All-solid-state photoelectrochemical energy conversion with the conjugated polymer poly[3-(4-octylphenyl)-2,2′-bithiophene]

The behaviour of an all-solid-state photoelectrochemical cell containing a conjugated polymer, poly[3-(4-octylphenyl)-2,2′-bithiophene], film as a photoactive electrode, a solid polymer electrolyte, poly[oxymethylene-oligo(oxyethylene)] complexed with redox couple, and a counter electrode was studied. The cell converted light to electricity, operating in a regenerative mode. The short circuit current and open circuit voltage generated with white light illumination at approximately one sun were 0.4 μA cm−2 and 240 mV, respectively. Evidence for the diffusion of the redox species inside the photoelectrode is reported. Two redox couples, I3−/I− and Eu2+/3+ have been used.

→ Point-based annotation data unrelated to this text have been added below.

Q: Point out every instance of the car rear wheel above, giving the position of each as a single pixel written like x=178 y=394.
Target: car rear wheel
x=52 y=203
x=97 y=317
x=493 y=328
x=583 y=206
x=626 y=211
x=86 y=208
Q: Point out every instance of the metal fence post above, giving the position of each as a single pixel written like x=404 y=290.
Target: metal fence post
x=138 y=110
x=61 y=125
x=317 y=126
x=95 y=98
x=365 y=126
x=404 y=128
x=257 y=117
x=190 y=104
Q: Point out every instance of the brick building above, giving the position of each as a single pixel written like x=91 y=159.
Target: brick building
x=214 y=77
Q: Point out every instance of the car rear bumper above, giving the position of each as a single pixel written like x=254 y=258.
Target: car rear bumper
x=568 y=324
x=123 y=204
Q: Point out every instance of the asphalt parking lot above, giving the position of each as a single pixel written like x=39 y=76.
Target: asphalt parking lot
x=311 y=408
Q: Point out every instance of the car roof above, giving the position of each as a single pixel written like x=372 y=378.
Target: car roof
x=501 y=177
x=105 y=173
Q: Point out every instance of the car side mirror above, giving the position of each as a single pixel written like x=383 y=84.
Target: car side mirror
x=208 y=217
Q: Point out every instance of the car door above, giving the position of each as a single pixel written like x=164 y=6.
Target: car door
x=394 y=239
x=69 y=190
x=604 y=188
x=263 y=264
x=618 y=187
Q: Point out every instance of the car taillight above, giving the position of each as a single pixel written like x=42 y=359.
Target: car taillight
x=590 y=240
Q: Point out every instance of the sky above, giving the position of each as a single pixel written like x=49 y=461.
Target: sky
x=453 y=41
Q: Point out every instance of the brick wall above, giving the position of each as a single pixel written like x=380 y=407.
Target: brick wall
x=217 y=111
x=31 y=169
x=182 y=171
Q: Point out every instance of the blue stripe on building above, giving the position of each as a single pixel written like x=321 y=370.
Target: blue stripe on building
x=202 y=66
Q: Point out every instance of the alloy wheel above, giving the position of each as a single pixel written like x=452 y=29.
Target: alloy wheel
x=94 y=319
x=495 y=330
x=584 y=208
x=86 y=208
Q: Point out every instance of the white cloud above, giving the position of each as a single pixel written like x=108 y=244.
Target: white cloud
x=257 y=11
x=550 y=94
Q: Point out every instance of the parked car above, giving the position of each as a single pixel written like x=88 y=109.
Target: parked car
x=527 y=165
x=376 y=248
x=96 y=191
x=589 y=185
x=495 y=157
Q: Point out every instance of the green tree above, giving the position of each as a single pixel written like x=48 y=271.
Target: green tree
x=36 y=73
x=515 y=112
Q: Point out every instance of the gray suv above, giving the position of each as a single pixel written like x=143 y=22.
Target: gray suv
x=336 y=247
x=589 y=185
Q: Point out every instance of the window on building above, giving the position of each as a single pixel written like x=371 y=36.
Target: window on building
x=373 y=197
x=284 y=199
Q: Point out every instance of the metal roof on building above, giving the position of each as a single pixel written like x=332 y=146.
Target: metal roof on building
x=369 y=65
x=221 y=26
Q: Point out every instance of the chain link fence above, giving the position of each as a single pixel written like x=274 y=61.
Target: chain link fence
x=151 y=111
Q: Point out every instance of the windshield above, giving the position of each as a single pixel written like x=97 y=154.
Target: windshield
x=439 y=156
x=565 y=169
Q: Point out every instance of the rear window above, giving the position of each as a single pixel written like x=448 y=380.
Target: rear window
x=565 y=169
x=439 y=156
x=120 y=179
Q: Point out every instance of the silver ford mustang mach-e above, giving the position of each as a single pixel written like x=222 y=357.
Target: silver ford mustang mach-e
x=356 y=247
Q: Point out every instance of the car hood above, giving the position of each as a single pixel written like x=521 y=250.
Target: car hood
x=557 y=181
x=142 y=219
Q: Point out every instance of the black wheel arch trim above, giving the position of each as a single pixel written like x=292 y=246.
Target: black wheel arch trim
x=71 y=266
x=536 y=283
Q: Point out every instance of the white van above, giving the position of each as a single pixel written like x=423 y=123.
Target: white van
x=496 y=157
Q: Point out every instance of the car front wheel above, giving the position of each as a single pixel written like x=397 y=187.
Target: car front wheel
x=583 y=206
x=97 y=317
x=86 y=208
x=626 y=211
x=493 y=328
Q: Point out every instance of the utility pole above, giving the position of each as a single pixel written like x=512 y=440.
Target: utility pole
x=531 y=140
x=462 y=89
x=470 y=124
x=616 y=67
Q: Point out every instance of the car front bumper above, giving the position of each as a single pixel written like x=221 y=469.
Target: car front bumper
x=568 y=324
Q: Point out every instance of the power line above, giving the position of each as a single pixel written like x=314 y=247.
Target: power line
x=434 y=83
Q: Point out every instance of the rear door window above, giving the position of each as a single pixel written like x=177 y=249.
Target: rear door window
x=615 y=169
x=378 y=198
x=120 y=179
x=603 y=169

Action spectra revealed that the active junction responsible for the photocurrent generation was that between the conjugated polymer and the polymer electrolyte. All tested models gave poor fits to these action spectral data. Steady state and transient photocurrent-time dependence studies indicated that the system was relatively stable towards light irradiation. The thickness dependence of the photocurrent, the time dependence and incident light intensity dependence of the short circuit current and the open circuit voltage were also studied.